Er hält seine Schwägerinnen für zwei alte gehässige Zicken und ist froh, wenn er nichts mehr mit ihnen zu tun hat.
Der Protagonist wirkt irgendwie abgebrüht, kaltherzig und sarkastisch, die Handlung überspitzt und absurd.
N. ist im Büro und arbeitet, obwohl seine Frau vor wenigen Stunden verstorben ist.
Er eilt nicht sofort nach Hause, sondern findet noch hundert Sachen, die wichtiger sind.
Er denkt nur an die Kosten und fragt sich allen Ernstes, ob die Beerdigung seiner Frau eigentlich etwas anderes ist, „als eine tote Maus unter die Erde zu bringen“. (S. 12)
Er geht ins Wirtshaus und überlegt, am Nachmittag noch einen schon lange vereinbarten geschäftlichen Termin mit einem Fernsehteam wahrzunehmen.
Er denkt an eine Schreibmaschine, die ihm schon lange im Kopf herumgeht und will in einem Warenhaus einen Heizstrahler kaufen.
Und zu allem Überfluss wird ihm genau in diesem Warenhaus seine Brieftasche gestohlen.
Wie soll er nun die anstehende Beerdigung bezahlen?!?!
Dann überlegt er, ob er die Geschichte seines Lebens niederschreiben soll.

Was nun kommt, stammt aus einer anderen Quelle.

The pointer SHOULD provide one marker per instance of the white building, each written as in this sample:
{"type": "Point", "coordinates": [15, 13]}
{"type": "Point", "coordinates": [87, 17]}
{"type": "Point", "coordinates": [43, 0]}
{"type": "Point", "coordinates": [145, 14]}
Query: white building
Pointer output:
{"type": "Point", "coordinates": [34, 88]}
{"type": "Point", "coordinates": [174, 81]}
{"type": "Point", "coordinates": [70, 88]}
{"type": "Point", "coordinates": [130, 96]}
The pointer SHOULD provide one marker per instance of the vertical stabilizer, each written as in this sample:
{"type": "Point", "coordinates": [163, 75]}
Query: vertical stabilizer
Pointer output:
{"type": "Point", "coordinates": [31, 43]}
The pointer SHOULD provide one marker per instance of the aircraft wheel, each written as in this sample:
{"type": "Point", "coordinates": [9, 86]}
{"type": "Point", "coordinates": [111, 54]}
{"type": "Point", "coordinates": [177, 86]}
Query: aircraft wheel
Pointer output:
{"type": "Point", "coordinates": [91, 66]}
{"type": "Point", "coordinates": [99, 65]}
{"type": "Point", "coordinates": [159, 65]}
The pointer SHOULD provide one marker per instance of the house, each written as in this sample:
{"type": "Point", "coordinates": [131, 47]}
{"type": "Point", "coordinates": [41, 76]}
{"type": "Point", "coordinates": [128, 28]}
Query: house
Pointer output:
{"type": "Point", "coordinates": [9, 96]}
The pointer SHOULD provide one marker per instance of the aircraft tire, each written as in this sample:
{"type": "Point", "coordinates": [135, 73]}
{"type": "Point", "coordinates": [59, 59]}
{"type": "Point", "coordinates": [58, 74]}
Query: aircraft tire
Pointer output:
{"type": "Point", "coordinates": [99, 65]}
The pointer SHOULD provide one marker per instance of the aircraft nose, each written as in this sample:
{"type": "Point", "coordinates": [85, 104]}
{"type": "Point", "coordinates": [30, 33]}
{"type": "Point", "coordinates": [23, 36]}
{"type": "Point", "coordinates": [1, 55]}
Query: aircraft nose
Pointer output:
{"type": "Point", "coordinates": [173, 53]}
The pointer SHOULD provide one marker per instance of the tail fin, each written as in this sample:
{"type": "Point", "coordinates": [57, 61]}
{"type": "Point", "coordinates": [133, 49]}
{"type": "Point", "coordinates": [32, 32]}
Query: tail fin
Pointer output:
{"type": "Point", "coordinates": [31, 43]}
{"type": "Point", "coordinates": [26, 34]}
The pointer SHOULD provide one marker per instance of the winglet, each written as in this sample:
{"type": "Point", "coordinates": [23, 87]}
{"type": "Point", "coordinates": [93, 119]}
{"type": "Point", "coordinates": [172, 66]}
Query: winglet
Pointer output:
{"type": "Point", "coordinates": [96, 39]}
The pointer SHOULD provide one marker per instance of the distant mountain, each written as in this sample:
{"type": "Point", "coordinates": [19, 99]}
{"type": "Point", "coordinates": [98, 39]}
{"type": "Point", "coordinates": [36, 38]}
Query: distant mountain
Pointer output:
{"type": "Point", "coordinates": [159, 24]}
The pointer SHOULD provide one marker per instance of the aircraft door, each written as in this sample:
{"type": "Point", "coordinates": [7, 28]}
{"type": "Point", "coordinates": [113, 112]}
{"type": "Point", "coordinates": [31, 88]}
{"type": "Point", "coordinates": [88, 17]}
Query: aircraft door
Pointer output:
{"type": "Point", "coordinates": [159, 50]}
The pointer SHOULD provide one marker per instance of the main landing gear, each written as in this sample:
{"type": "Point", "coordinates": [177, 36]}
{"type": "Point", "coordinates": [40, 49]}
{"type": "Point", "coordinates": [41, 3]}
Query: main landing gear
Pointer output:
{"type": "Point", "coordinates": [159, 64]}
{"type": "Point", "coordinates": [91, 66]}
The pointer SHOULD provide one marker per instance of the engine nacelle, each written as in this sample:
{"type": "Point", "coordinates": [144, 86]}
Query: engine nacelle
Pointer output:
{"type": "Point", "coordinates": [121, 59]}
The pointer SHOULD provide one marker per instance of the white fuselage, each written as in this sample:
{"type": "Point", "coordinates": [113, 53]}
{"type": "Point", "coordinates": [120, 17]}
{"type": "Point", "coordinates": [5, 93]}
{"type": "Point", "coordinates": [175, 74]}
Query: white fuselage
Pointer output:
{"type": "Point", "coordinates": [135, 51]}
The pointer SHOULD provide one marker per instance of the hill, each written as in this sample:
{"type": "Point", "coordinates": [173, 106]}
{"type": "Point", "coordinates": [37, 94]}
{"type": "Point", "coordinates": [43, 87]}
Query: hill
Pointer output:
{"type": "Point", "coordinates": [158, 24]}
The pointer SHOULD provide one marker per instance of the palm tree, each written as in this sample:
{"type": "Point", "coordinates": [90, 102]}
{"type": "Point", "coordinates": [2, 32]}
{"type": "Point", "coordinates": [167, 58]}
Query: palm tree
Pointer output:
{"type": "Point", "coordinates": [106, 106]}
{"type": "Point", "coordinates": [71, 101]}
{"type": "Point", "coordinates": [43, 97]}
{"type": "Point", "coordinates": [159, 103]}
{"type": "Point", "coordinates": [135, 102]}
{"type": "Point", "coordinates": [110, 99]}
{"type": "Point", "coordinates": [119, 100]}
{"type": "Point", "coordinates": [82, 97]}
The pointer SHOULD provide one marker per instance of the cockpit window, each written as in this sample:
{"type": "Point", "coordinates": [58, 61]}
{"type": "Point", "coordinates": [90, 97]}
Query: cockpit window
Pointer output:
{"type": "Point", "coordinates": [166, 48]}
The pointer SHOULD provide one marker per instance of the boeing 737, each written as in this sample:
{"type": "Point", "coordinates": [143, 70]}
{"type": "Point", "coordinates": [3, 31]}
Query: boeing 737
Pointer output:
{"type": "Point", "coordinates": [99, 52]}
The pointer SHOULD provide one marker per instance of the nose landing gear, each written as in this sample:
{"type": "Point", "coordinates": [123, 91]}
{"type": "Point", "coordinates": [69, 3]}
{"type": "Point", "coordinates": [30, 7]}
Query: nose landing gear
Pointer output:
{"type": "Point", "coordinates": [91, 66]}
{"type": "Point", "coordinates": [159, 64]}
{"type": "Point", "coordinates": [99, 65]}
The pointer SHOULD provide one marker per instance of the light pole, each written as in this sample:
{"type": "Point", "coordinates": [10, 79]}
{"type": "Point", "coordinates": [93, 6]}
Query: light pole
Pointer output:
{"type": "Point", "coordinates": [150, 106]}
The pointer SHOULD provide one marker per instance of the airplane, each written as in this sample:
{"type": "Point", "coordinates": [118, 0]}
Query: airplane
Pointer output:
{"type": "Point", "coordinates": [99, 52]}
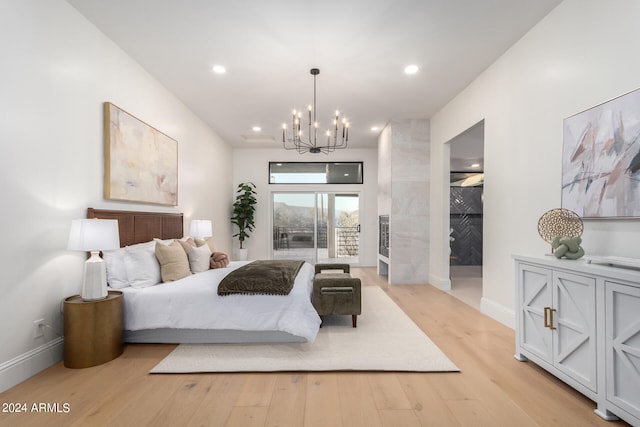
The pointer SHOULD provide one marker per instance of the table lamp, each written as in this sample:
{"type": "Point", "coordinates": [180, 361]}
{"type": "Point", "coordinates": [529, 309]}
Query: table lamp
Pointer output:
{"type": "Point", "coordinates": [201, 228]}
{"type": "Point", "coordinates": [94, 235]}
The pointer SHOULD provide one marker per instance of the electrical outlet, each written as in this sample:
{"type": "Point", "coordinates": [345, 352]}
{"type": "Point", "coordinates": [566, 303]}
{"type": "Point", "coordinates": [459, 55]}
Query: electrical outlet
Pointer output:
{"type": "Point", "coordinates": [38, 328]}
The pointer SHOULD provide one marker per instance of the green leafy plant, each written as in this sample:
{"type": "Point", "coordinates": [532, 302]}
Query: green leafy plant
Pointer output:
{"type": "Point", "coordinates": [244, 210]}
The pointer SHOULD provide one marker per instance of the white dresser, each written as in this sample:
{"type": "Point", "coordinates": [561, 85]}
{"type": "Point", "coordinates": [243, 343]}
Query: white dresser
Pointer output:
{"type": "Point", "coordinates": [581, 322]}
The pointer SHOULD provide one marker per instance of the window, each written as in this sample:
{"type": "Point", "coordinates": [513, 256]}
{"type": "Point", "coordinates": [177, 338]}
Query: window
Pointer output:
{"type": "Point", "coordinates": [315, 172]}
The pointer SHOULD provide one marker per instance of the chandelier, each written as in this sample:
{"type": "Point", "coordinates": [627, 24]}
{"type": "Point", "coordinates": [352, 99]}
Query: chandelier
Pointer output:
{"type": "Point", "coordinates": [310, 143]}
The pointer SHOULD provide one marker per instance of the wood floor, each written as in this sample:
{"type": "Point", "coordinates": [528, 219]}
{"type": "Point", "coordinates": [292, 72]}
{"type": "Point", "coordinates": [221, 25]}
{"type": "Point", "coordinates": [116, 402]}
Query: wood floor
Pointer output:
{"type": "Point", "coordinates": [492, 389]}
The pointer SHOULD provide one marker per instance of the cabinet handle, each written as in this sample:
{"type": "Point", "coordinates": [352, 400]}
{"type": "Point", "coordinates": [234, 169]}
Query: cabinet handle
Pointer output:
{"type": "Point", "coordinates": [551, 311]}
{"type": "Point", "coordinates": [546, 317]}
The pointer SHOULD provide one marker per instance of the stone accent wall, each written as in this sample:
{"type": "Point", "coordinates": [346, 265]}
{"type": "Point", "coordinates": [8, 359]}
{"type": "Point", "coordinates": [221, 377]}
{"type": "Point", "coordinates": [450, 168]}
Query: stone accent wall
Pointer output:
{"type": "Point", "coordinates": [403, 194]}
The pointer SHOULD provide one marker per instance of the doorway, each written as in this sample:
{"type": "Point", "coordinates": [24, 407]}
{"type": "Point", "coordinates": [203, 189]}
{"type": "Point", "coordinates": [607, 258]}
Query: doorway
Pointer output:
{"type": "Point", "coordinates": [466, 214]}
{"type": "Point", "coordinates": [318, 227]}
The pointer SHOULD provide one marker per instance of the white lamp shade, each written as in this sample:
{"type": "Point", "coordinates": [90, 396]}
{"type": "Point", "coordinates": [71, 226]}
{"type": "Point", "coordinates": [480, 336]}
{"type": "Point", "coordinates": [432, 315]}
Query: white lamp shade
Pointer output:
{"type": "Point", "coordinates": [93, 235]}
{"type": "Point", "coordinates": [201, 228]}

Beginnend mit dem Tag, an dem seine Frau starb und er ausgeraubt worden war.
... und dann hat er aufgrund einer kurzen Begegnung eine brillante Idee: eine gewonnene Pferdewette könnte doch einen Teil seines Verlustes kompensieren. Den Einsatz von ein paar Münzen findet er in seiner Jackentasche.
Übersprungshandlungen, absurde Gedankenkonstrukte und Ausflüge in fantastische Welten lenken N. von der Realität ab.
Er versucht auf Teufel komm raus, die Konfrontation mit dem Hier und Jetzt hinauszuzögern.
Er schiebt und schiebt und schiebt. Nur nicht nach Hause!
Nur nicht den verhassten Verwandten begegnen!
Nur nicht die Aufgaben in Angriff nehmen müssen!
Ob er letztlich Verantwortung übernimmt und seinen Verpflichtungen nachkommt, erzähle ich natürlich nicht.
Aber es lohnt sich, es herauszufinden!
Ist N. tatsächlich abgebrüht, kaltherzig und sarkastisch oder ist er nur völlig durcheinander und überfordert?
Er scheint den Boden unter den Füßen zu verlieren, wirkt gelähmt und wie erdrückt von seinen Geldsorgen.
Ist es Verleugnung, Verdrängung oder schlicht das, was wir alle mehr oder weniger kennen und „Aufschieberitis“ nennen?
Ich denke, wir haben es hier mit einem Menschen zu tun, der ein schwerwiegendes psychisches Problem namens „Prokrastination“ hat.
Der Begriff meint, dass Menschen aufgrund von Versagensängsten und Angst vor Kritik anstehende Aufgaben hinauszögern und aufschieben.
Daneben kann aber auch eine Rolle spielen, dass sie unrealistische Ziele verfolgen oder falsche Prioritäten setzen. Manchmal sind sie auch schlecht strukturiert und haben Schwierigkeiten mit der Zeiteinteilung.
Der 1906 bei Galway in Irland geborene Máirtín Ó Cadhain hat mit „Die Asche des Tages“ eine unglaublich detaillierte, scharfsinnige und psychologisch stimmige Beschreibung eines Mannes vorgelegt, der sich m. E. mit dem ernst zu nehmenden Problem der Prokrastination herumschlägt. Der Autor hat dies zwar auf sehr zugespitzte, fast schon absurd anmutende Weise getan, aber mit diesem Stilmittel wird besonders deutlich, um welches Problem es sich handelt.
Vergessen wird man N. und seine Geschichte genau wegen dieser akzentuierten Eindrücklichkeit und Absurdität ganz bestimmt nicht so schnell.
Die Lektüre des schmalen Bändchens ist ein außergewöhnliches, wuchtiges und originelles Leseerlebnis, das oberflächlich grotesk und skurril anmutet, hinter den Kulissen aber tiefgründig, ernst und traurig ist UND gleichzeitig mit einem gewissen Witz aufwartet.